Letter Re: Australian Bank Move Exposes the Magnitude of the Global Credit Collapse

James,
This afternoon, The National Australia Bank (biggest in Australia, by assets) let the cat out of the bag: They have decided to just fess up and mark down every US mortgage CDO, SIV, and so forth in their portfolio by 90%.

What that means is they are coming flat out and saying that all this re-bundled, repackaged, looks like a bond but it ain’t, US real estate paper that was being carried “Off Balance Sheet” and gumming up the works in banks around the world is worthless and they are making it official. (The loans that they represent will not, in their estimation, ever be repaid, hence, loan paper = worthless.)

The world has been tip-toeing around this for the better part of a year. (Off Balance Sheet is bank speak I believe for “It’s here, we paid for it/lent it out, but it’s not really here so don’t count it on our financial statement.” You try that with your friendly IRS guy!

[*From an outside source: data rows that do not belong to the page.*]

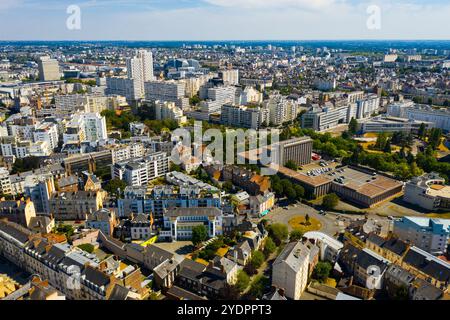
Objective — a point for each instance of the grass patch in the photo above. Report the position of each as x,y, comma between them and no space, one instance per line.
299,223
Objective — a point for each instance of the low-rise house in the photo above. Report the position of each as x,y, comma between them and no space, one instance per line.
20,211
427,267
366,267
392,249
228,268
141,227
179,222
329,247
240,253
103,219
290,270
194,277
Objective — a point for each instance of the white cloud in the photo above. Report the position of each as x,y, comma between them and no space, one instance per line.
264,4
8,4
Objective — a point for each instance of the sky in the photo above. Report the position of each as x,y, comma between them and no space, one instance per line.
225,19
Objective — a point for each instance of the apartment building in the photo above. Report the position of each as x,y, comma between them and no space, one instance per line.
170,91
75,205
140,171
245,117
178,222
431,235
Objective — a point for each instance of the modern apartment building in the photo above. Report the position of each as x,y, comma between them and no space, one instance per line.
245,117
48,69
140,171
422,113
171,91
179,222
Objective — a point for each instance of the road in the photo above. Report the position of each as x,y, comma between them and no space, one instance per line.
284,214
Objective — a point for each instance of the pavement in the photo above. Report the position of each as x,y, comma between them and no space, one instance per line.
283,214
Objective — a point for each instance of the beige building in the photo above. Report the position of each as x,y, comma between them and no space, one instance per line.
75,205
290,270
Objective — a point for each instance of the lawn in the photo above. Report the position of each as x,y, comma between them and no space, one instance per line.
221,252
299,223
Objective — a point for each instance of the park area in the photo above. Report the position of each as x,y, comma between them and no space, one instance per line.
305,224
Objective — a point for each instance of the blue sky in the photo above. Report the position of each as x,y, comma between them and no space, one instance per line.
224,19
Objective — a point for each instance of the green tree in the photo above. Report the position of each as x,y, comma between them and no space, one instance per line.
330,201
199,234
291,165
278,232
322,271
269,247
258,286
295,235
115,187
243,280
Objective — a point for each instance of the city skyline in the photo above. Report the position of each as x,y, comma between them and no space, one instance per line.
200,20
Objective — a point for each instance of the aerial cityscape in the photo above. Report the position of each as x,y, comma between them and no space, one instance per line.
224,170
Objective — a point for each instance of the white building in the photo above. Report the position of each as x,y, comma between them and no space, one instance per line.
428,191
138,172
230,77
47,132
245,117
291,269
178,222
48,69
171,91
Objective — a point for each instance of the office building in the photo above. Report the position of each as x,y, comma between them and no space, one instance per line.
429,192
48,69
431,235
297,150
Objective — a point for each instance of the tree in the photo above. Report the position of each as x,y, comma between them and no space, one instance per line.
243,280
352,126
269,247
296,235
278,232
307,219
322,271
115,187
387,147
199,234
257,259
401,293
291,165
330,201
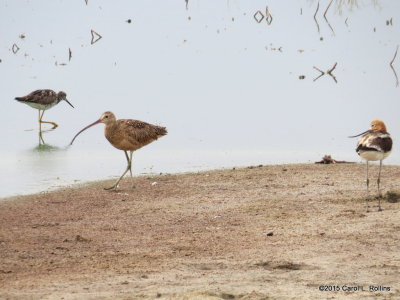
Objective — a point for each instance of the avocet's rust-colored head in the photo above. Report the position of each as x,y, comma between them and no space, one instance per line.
378,125
107,118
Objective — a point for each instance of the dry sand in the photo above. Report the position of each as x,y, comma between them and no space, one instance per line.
272,232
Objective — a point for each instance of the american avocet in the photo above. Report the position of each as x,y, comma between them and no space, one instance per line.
374,144
43,100
127,135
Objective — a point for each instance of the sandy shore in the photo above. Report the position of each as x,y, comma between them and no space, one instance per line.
269,232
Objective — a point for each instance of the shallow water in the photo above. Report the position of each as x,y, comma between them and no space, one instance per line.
227,88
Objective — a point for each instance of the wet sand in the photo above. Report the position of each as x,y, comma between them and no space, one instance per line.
264,232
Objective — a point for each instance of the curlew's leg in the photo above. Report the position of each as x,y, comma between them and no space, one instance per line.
55,125
41,140
40,122
379,182
366,198
129,160
128,168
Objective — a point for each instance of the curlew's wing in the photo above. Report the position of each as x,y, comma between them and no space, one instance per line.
39,96
375,141
142,132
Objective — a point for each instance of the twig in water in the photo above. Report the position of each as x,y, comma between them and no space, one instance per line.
391,66
327,19
391,63
15,48
322,73
331,69
95,36
315,16
268,16
258,16
329,72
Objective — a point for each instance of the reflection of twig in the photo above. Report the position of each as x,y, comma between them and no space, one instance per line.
95,36
15,48
331,69
268,16
315,16
329,72
322,73
327,19
391,66
260,18
391,63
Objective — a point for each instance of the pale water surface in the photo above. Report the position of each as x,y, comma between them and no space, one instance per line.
227,88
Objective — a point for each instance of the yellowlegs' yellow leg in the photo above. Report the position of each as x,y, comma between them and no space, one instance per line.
379,182
366,198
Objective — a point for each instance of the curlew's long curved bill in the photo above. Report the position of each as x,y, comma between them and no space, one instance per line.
94,123
69,103
359,134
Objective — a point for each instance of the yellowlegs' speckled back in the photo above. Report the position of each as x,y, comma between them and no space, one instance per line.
43,100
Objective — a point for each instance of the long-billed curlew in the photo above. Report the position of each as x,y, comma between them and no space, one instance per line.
43,100
127,135
374,144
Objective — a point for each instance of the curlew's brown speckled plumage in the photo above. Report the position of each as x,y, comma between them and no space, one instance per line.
127,135
374,144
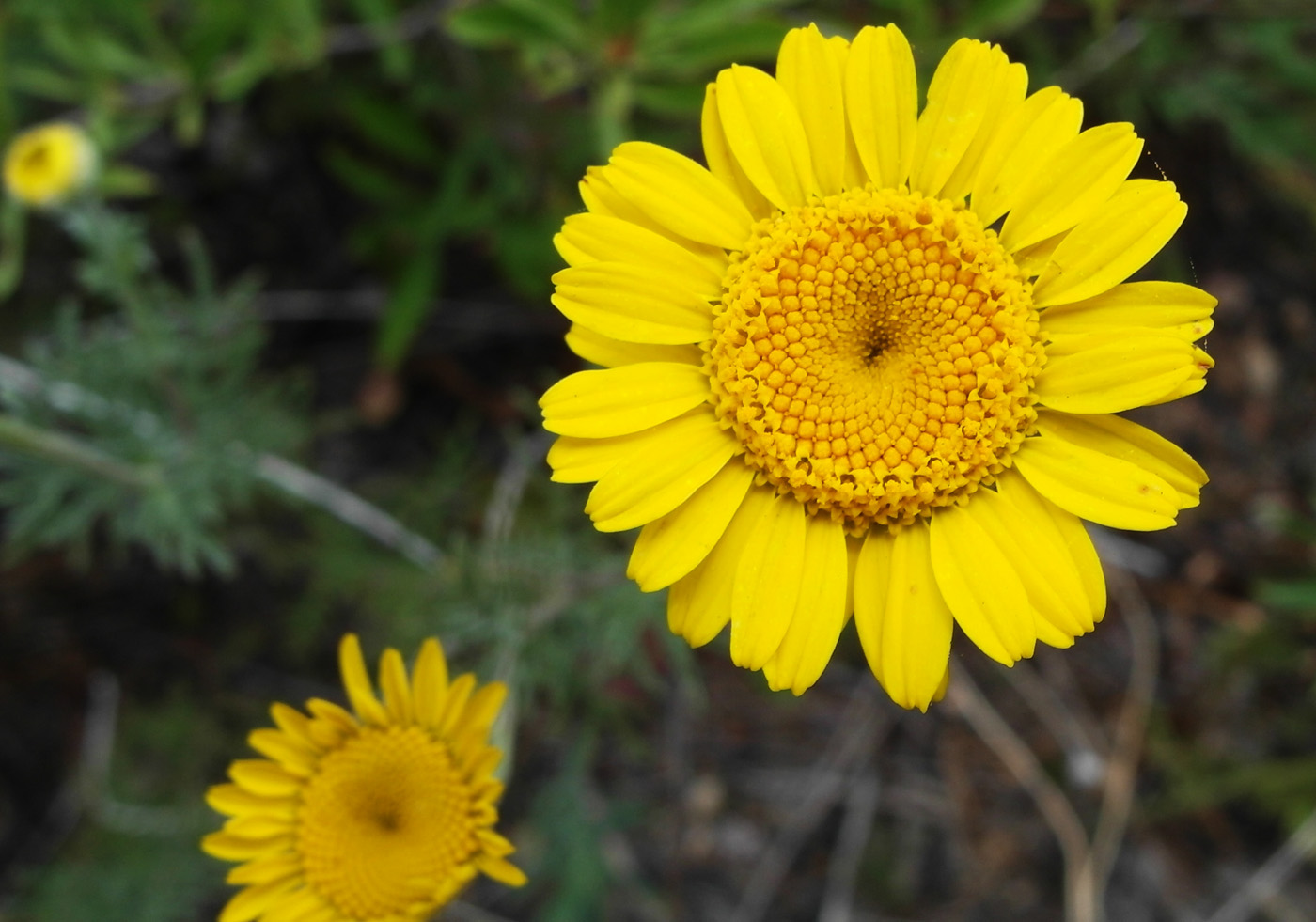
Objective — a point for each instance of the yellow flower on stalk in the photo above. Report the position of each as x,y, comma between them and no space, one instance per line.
832,385
46,164
379,816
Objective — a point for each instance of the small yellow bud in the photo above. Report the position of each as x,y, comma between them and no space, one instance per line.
46,164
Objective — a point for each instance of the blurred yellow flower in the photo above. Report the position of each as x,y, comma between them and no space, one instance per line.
831,385
48,164
385,814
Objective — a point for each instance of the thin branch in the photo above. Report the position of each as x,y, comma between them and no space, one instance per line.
855,735
1129,730
1272,875
842,871
991,727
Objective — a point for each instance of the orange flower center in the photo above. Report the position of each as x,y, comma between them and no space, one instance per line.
875,352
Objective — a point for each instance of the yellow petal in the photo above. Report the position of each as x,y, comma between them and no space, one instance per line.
767,583
618,401
813,81
882,102
958,99
980,586
1072,186
253,901
454,705
355,681
1042,562
1171,305
680,194
265,777
500,869
233,849
723,164
820,611
603,238
1028,137
1112,244
647,487
766,135
903,621
634,303
1128,441
482,711
699,605
234,801
611,352
1004,96
576,461
392,683
292,754
430,683
674,545
1112,371
1062,530
265,869
1095,486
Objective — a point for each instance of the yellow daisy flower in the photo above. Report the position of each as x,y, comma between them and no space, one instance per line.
48,164
384,816
832,385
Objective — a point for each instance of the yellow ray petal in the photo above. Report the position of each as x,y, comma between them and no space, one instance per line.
723,164
882,102
674,545
355,681
699,605
765,133
1112,244
642,488
609,352
767,583
634,303
430,683
980,586
958,99
263,777
234,801
253,901
1112,371
603,238
1095,486
576,461
1062,529
1028,137
903,621
1040,560
680,194
265,869
1006,95
1128,441
1072,186
618,401
392,683
233,849
819,615
813,81
292,754
1171,305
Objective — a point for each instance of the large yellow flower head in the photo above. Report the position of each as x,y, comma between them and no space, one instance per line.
832,385
381,816
46,164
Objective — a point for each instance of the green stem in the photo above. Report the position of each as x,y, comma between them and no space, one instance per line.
12,244
36,442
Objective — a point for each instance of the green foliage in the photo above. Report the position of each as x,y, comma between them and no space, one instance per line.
151,394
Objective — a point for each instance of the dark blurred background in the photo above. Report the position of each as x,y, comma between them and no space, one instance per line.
292,342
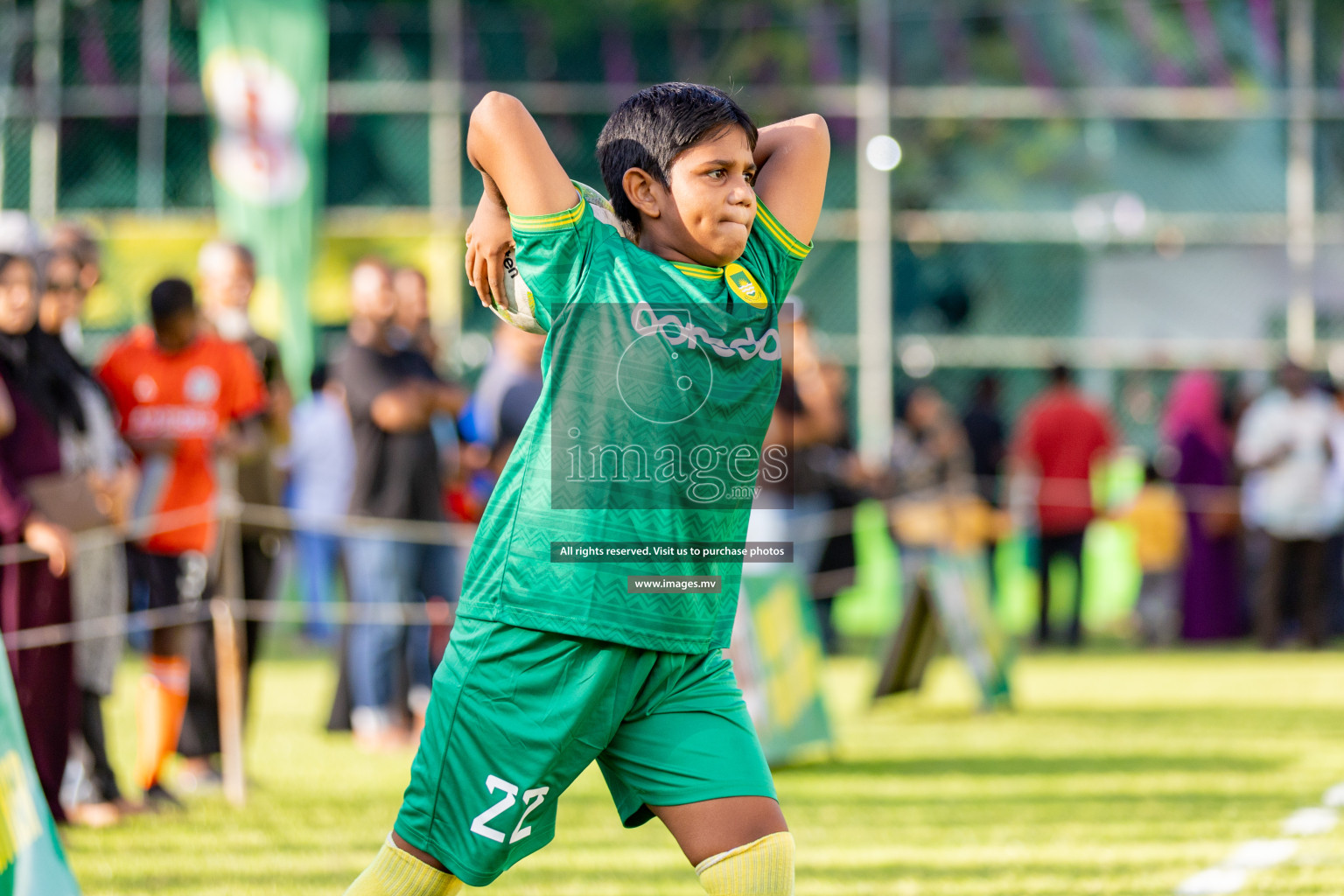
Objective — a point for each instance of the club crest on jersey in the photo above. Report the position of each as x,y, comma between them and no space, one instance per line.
744,286
144,388
200,386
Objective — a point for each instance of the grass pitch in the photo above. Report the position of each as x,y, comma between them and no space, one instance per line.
1117,774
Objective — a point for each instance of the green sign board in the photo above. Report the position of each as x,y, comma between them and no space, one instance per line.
263,73
32,860
777,657
952,598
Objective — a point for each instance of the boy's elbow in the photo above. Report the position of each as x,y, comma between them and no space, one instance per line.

Ha! Funny, though, how they magically appeared when the Fed said they would take it as collateral for loans…) That means that all these “Write-downs” we’ve been seeing (i.e; saying that the paper certificate you bought at $10 is now worth $8, $7, $6, $5…etc) the banks have been slowly dribbling out have been understated.

I don’t know if Wall Street will simply ignore this and dish out spin, but I can bet you that the international banks holding large quantities of this stuff denominated in US dollars will not. I’d also bet that large entities overseas who don’t hold this stuff will take it as writing on the wall for other entities that do…and they’ll sell to save their own skins.

That could quite possibly touch off a selling-storm in US dollar denominated assets or firms they fell are at risk from either their own holdings or their vulnerability to downside economic risk come monday, at least in the Asia Pacific markets, if not before.

A wave of bank bankruptcies or “failed banks” could get thrown into the mix as well. This is because these paper “things” being declared more or less worthless effects the overall value of a bank–i.e. the ratio of it’s “Assets” against the amount of debt it is carrying. (leverage) Banks are already leveraged up to their eyeballs, way beyond what Joe citizen would be allowed to do. (which they’ve been trying to delay the inevitable news that this stuff is not an asset any longer.)

I do not know precisely what effect this will have, but I believe it could spark a sell off in US denominated securities and other assets, which will flood the market with US Dollar stuff and the dollar will be in very deep trouble as far as a piece of paper that has value.

Real things of value, like metal and other tangible goods (as opposed to imaginary IOU paper, which is what most securities are) will take on a whole new life. In addition to what I have already done, I am going to endeavor to get my hands on more, soonest. (Not like it will go down in price anyway, no matter what happens.)